Database Management System:
We have discussed the structure of a database as consisting of one or more tables, each of which contains records and fields of various data types.
The next requirement is to have a system in place that can act upon that data as well as creating and maintaining the database itself.
This is the role of the 'database management system' usually referred to as a DBMS.
A DBMS is an application designed to control all aspects of a database.
The DBMS will have a command language. This includes command statements for:
- Creating an empty database
- Deleting an entire database
- Creating and deleting tables
- Inserting new records into tables
- Updating and deleting records
- Being able to extract data sets
- Being able to produce reports that summarizes the data
- Being able to process the data to create new data
There are many database management systems that are either commercial products or free open source applications.
Examples include
Name | Comment |
MySQL | A very popular, free open source system, widely used on web sites |
Access | Included in some versions of the Microsoft Office suite |
Base | Part of the free Open Office suite |
Oracle | A multi-user enterprise level database management system. Widely used in industry |
Queries
Queries most commonly allow information to be retrieved from tables. Since the information is often spread across several tables, queries allow it to be viewed as one single datasheet. They also allow filtering so only the records required are seen. Queries can be either results seen directly on the screen or the output to another form or report. Example of a query: (house > 200 000) OR (no_of_rooms < 4).

Points to note:
- there are 10 records in this section of the database
- Each record has 4 fields
- Sample queries:
(Smallest size (microns) < 1) OR (Toxic = “yes”)
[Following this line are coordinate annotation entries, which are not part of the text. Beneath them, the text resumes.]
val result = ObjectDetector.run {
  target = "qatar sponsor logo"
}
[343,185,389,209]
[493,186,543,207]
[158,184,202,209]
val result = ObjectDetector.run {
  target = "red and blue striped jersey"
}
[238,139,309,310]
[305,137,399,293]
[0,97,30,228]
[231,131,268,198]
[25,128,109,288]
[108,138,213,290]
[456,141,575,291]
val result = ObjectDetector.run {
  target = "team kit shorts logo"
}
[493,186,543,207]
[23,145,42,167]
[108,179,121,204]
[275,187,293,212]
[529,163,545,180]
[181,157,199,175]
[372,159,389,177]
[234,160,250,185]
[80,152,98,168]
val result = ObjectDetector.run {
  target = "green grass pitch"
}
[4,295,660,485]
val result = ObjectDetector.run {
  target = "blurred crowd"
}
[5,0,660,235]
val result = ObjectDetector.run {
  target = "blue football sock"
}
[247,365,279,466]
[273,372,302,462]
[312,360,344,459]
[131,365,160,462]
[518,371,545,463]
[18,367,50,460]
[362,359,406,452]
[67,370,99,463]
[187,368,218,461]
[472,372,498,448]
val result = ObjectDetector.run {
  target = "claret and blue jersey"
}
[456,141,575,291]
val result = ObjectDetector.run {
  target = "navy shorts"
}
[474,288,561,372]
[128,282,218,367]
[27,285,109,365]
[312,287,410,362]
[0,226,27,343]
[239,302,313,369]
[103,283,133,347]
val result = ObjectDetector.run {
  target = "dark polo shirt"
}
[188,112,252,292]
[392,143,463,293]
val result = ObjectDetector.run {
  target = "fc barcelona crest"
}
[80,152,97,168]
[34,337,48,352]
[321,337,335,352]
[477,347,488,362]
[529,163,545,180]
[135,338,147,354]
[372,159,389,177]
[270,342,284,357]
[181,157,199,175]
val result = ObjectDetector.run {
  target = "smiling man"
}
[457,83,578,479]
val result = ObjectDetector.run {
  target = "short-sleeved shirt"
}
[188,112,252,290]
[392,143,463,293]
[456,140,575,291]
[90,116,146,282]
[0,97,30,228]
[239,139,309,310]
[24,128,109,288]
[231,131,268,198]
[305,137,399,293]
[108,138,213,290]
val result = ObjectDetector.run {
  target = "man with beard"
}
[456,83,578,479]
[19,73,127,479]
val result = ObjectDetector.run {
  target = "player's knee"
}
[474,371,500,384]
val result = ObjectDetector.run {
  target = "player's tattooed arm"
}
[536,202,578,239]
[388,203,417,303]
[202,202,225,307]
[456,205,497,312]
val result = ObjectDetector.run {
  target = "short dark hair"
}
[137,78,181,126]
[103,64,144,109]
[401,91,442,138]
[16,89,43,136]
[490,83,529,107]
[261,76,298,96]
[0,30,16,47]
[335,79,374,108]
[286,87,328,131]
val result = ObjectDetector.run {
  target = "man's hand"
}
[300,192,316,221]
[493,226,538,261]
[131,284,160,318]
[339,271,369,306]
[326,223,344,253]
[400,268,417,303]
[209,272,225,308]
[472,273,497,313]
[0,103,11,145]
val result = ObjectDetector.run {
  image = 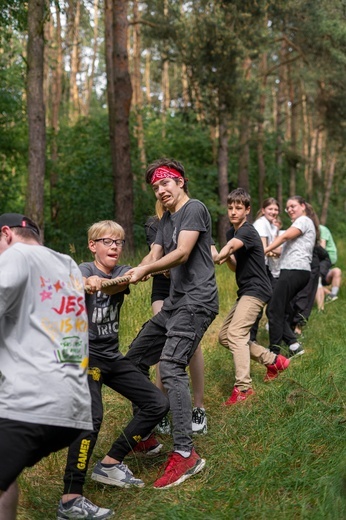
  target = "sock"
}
[174,450,191,459]
[62,497,80,509]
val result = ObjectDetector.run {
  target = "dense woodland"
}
[0,0,346,252]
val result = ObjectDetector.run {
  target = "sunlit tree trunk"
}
[132,0,147,172]
[238,57,251,192]
[275,38,286,207]
[25,0,46,232]
[70,0,80,122]
[257,53,267,207]
[83,0,99,115]
[106,0,134,253]
[217,103,229,246]
[144,49,151,105]
[320,152,337,225]
[50,0,63,221]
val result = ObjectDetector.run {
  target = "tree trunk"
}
[287,60,299,197]
[25,0,46,229]
[132,0,147,173]
[70,0,80,122]
[113,0,134,253]
[238,57,251,192]
[50,0,63,221]
[320,152,337,226]
[217,106,230,247]
[275,38,286,208]
[83,0,99,116]
[257,53,267,207]
[144,49,151,106]
[104,0,117,185]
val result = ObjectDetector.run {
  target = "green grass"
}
[18,250,346,520]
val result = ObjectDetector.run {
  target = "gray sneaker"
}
[56,497,113,520]
[91,461,144,488]
[288,345,305,358]
[192,407,208,435]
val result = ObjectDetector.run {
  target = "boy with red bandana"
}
[126,158,218,489]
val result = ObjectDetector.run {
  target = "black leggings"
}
[64,356,169,494]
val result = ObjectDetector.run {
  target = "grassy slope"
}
[18,244,346,520]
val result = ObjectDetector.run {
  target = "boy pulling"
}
[215,188,290,406]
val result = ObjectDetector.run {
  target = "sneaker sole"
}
[154,459,206,489]
[91,473,144,488]
[192,426,208,435]
[290,350,305,361]
[56,511,114,520]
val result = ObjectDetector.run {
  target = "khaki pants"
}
[219,296,276,390]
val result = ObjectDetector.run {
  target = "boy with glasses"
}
[57,220,169,520]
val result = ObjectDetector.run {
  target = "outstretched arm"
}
[264,226,302,254]
[125,230,199,283]
[214,238,244,264]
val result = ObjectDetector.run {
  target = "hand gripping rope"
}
[84,269,169,294]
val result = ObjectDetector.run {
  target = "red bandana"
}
[151,166,187,184]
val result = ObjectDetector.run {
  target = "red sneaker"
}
[154,448,205,489]
[222,386,255,406]
[133,433,163,457]
[264,354,291,382]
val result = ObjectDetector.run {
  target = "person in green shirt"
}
[316,224,342,310]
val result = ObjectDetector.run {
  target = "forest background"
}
[0,0,346,255]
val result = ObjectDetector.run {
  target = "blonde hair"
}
[88,220,125,241]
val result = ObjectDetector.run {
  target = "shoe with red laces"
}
[264,354,291,382]
[222,386,255,406]
[154,448,205,489]
[133,433,163,457]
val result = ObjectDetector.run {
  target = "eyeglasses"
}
[285,204,299,213]
[94,238,125,247]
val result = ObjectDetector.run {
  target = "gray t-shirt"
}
[0,243,92,429]
[155,199,219,313]
[280,215,316,271]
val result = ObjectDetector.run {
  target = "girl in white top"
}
[265,195,318,356]
[250,197,280,341]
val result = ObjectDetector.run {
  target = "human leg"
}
[0,481,19,520]
[267,269,310,354]
[227,296,270,391]
[98,357,169,464]
[61,368,103,498]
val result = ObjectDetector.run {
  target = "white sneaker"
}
[57,497,113,520]
[91,461,144,488]
[192,407,208,434]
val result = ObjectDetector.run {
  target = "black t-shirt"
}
[226,222,272,303]
[79,262,131,359]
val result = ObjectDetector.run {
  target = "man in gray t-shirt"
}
[0,213,92,520]
[126,159,218,489]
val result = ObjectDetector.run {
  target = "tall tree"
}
[25,0,46,228]
[105,0,134,252]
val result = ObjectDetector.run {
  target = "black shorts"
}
[151,274,171,304]
[0,418,82,491]
[320,258,332,285]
Would output records 4, 7, 8 and 9
(Largest size (microns) > 99) AND (Toxic = “no”)
Would output records 1, 2, 3, 6 and 10
The query should match up with the field titles to ensure a correct search is carried out. Search engines on the Internet work in a similar way; the clever part is how the information is stored on the databases so that the time to do the search (based on key words) and the effectiveness of the search itself results in a very powerful and very useful tool.